US oil firm Chevron has agreed on a new term contract to supply 130 petajoules (PJ) (3.4bn m³) of gas from its Pilbara region LNG projects in Western Australia (WA) to US aluminium group Alcoa's alumina refineries in southwest WA.
The sale and purchase agreement will start in 2028 and run for 10 years, with the supply sourced from Chevron's operated 15.6mn t/yr Gorgon LNG and 8.9mn t/yr Wheatstone LNG ventures, as well as from its share in the 14.4mn t/yr North West Shelf (NWS) LNG project operated by Australian independent Woodside Energy.
Chevron agreed a 37PJ deal with Alcoa for WA supply in 2020, adding to a prior contract for 64PJ.
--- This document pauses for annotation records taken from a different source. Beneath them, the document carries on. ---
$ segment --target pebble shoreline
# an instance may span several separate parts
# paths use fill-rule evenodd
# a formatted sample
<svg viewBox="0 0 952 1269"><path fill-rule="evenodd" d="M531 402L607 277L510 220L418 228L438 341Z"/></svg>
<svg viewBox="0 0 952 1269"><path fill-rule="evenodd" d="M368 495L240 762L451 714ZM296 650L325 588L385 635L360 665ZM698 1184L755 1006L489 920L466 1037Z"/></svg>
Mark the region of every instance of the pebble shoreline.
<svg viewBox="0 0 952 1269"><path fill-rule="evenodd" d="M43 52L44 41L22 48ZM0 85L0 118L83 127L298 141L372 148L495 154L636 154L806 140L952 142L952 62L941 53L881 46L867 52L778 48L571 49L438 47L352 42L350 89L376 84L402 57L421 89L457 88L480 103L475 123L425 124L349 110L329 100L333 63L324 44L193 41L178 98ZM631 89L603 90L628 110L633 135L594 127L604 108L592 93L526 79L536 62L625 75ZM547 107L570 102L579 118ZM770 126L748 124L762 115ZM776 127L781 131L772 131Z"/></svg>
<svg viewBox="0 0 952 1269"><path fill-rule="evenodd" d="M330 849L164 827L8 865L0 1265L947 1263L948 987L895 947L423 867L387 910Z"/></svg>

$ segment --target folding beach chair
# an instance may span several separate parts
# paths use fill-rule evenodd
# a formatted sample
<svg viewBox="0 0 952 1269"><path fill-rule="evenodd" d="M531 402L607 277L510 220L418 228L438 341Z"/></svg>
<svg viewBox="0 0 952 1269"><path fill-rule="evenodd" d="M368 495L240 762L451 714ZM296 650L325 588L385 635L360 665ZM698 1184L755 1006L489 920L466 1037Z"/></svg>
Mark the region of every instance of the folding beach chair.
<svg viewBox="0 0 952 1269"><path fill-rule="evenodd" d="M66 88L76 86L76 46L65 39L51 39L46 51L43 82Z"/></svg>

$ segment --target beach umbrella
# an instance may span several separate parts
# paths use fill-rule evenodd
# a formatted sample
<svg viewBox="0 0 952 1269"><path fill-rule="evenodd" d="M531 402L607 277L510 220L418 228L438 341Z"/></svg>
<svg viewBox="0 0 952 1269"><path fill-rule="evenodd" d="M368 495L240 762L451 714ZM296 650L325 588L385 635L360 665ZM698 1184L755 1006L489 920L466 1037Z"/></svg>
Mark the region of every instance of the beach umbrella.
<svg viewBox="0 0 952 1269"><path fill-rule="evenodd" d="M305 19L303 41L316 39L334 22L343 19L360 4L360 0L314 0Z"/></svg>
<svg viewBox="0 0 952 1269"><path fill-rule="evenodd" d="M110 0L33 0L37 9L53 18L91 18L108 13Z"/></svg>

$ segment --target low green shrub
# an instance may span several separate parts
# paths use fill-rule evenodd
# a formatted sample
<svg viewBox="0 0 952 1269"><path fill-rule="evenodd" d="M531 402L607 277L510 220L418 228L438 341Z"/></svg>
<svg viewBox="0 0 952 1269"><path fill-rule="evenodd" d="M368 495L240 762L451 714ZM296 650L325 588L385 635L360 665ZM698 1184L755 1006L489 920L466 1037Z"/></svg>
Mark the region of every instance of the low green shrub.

The deal comes as scrutiny on the state's LNG projects grows, following a parliamentary committee report, which recommended reforms to domestic gas policies to avoid supply shortfall. WA-based LNG projects must reserve 15pc of output for domestic users, but some are not meeting this commitment at present.
WA subsequently moved in September to incentivise onshore production to try and bring more supply on line this decade.
Alcoa is ending production at the 2.2mn t/yr Kwinana alumina refinery in WA citing age, scale, operating costs, current bauxite grades and market conditions. The firm continues to operate the state's Pinjarra and Wagerup refineries with a combined production capacity of 6.6mn t of alumina, and in August, it bought out its joint venture partner, Alumina Limited, in an all-stock deal valued at approximately $2.8bn.
Alumina prices have risen by more than 70pc in 2024. They hit a record high of more than $780/t in November following supply disruptions, but the tight market is tipped to ease in the next two years.